Deciding to take the cosmic hint that was being waved in my face, and definitely wanting to reinforce that things you learn about in school really are real and do relate to the real world, we made plans to visit Fernbank Museum. Upon learning that my parents would also be visiting last weekend, we invited them along. We even decided not to change plans, despite the fact that temps were only in the teens that morning. After doing the math at the ticket window, we became contributing members, so now we can go back all year! There are a couple of special exhibitions coming that I would really like to see, and they are free with membership.

Luke was appropriately awed when we walked in. You come in on the second level, literally about head high with a replica of the largest dinosaur skeleton ever found on earth. He waited on the second floor just long enough for me to take this picture:

And then he was ready to run down the spiral staircase, which lent itself beautifully to these two pictures, which I absolutely love:

Here are some other shots of the main atrium:

And we even ventured outside briefly (remember, temps below freezing, and Luke and I were not wearing coats inside) when I spotted the stegosaurus statue. Luke wasn’t too sure about getting this close at first, but after I demonstrated that it was safe, he was okay.

Not much else to do down there when there is no special temporary exhibit on display and you’re not going to see an IMAX film, so we headed back up to the second floor. (I love this shot; thanks Dad!)

While all of the exhibits are fairly interesting, we were mainly there for (what else) the dinosaurs. I knew there were some more hiding in the back of the Walk Through Time section on the second floor. Luke stopped here and there to look at some of the animals of the different regions on the way in. He particularly liked the birds, though he thought some of the bird sound effects were too loud. Then came the most awesome room ever!

And I do really want to mention this particular display. This is a giant sloth, or a model of what they think one looked like back when it roamed around Georgia. A near-complete skeleton was found in coastal Georgia in 1991. See:

But the really interesting thing? Those “divers” the sign mentions? I personally know the man who found it! He’s a doctor by profession and does black water diving in the local rivers as a hobby. (He is also an avid windsurfer.) My mom has worked for him for years and years, and I think she was working for him at the time of the discovery (she would have been new then). The sign doesn’t credit him specifically, so I would like to properly honor Dr. Rob Rittgers for his amazing find.

After that, it was up to the third and final floor. I caught the first shot when Luke wanted to look out on the dinos from way above. The third floor is mainly the kid’s area. There is a small exhibit room at the top of the stairs, where I got this really cool shot of Luke’s reflection by accident (using the DSLR that Dad let me play with a little).

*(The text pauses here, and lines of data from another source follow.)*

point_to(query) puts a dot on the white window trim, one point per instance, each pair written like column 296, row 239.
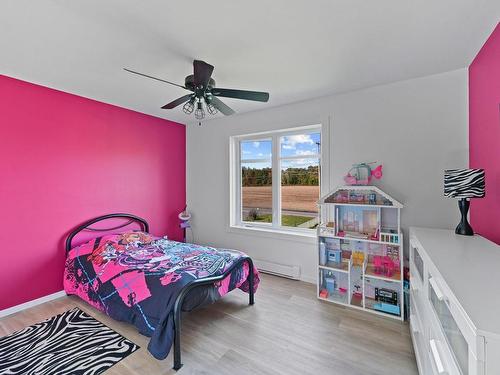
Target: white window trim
column 236, row 225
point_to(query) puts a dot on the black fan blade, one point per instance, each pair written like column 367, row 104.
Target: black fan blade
column 177, row 102
column 257, row 96
column 202, row 73
column 223, row 108
column 158, row 79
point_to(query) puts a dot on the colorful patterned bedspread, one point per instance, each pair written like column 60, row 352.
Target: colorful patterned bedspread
column 136, row 277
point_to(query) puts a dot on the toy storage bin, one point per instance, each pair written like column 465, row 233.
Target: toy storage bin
column 383, row 296
column 340, row 285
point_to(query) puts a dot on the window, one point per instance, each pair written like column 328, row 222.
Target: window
column 276, row 179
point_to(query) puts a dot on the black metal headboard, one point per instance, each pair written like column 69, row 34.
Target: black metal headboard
column 86, row 226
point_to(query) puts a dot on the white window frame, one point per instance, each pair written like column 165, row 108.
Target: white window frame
column 276, row 159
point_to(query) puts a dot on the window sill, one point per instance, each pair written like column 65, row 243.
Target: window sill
column 282, row 234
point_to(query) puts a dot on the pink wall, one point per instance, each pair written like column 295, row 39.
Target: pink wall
column 484, row 134
column 65, row 159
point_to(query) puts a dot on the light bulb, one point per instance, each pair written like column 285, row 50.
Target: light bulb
column 188, row 108
column 211, row 109
column 199, row 113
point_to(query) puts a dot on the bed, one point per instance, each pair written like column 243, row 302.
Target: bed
column 118, row 267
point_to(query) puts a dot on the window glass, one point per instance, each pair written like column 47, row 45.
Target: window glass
column 256, row 181
column 299, row 193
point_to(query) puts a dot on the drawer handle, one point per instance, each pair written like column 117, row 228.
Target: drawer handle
column 436, row 356
column 437, row 289
column 413, row 323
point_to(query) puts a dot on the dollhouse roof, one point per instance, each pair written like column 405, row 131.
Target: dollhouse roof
column 339, row 194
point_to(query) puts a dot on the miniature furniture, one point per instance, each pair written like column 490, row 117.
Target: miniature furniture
column 361, row 226
column 455, row 308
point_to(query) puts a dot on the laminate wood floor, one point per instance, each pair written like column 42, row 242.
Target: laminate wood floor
column 287, row 331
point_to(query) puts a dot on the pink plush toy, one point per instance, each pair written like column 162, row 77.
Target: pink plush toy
column 361, row 174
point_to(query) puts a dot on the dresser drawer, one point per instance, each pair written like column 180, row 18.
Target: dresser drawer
column 452, row 336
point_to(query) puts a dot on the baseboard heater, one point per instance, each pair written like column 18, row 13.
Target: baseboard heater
column 291, row 272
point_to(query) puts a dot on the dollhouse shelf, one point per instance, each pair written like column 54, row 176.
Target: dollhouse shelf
column 370, row 272
column 360, row 248
column 326, row 235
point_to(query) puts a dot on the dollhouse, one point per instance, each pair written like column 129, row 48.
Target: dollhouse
column 360, row 250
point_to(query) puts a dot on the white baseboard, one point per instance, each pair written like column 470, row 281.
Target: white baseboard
column 27, row 305
column 309, row 279
column 291, row 272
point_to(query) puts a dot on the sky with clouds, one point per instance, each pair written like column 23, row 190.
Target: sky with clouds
column 292, row 145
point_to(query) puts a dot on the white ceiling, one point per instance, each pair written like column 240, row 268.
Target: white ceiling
column 294, row 49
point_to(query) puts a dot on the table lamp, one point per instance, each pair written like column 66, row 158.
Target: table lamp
column 464, row 184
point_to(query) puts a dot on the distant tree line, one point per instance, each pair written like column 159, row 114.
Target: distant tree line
column 289, row 176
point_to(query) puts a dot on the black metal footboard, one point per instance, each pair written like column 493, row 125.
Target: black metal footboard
column 207, row 281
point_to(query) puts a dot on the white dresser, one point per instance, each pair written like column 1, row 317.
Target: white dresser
column 454, row 303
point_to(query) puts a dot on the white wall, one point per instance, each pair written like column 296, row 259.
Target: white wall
column 416, row 128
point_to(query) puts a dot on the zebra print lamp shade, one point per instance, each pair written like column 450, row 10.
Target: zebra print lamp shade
column 464, row 183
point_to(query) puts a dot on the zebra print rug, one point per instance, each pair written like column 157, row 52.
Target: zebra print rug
column 69, row 343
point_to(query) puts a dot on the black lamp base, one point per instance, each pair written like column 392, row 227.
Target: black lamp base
column 464, row 227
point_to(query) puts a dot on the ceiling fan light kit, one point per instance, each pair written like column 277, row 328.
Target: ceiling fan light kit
column 203, row 89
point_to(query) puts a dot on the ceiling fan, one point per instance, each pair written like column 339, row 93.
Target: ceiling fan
column 203, row 90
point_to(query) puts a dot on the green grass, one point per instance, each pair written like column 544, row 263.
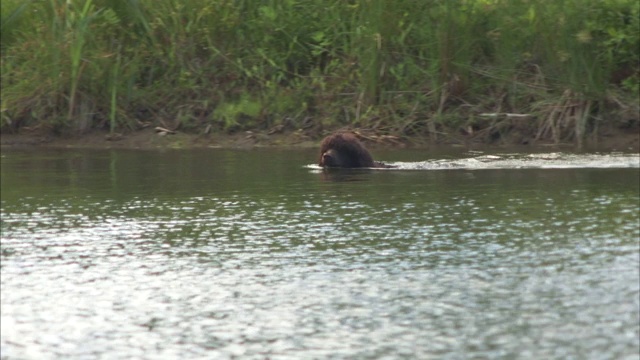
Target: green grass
column 404, row 67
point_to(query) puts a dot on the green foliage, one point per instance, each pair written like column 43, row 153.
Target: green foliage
column 401, row 66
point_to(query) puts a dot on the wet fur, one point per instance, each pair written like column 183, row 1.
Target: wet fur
column 344, row 150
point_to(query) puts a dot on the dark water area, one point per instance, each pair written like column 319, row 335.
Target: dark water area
column 259, row 254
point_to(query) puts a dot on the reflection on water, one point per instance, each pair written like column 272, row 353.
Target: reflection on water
column 221, row 254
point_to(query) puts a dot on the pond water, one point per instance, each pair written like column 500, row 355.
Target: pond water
column 218, row 254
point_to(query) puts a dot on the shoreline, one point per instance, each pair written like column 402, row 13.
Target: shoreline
column 611, row 140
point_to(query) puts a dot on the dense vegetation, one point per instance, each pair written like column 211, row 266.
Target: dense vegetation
column 550, row 69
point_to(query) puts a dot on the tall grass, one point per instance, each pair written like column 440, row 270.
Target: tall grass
column 403, row 67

There was also an interactive “hands on” area that is nearly as much fun for the grown-ups as the kids. Luke particularly enjoyed the bubbles, the triple color shadows, and the television weather map demos. And I didn’t realize until we got up there that it looks out over the dinosaur area, so I got a great shot of Luke with is mostest favoritest dinosaur: the pterodactyl.

By this point, it was right at lunchtime, and Luke was starting to crash fast. Where better to eat when already practically downtown on Ponce? Zesto’s! It’s a family tradition dating back over 35 years, given that my parents used to go on dates there, and DH and I visited plenty of times for a quick dinner before the annual Fox Summer Film Fest (you know, back when we could attend those). So here we are, three generations, ready to enjoy burgers, dogs, tater tots, and the world’s best soft serve at Zesto’s. (Shame on me for forgetting my mini-tripod!) It was a truly great day!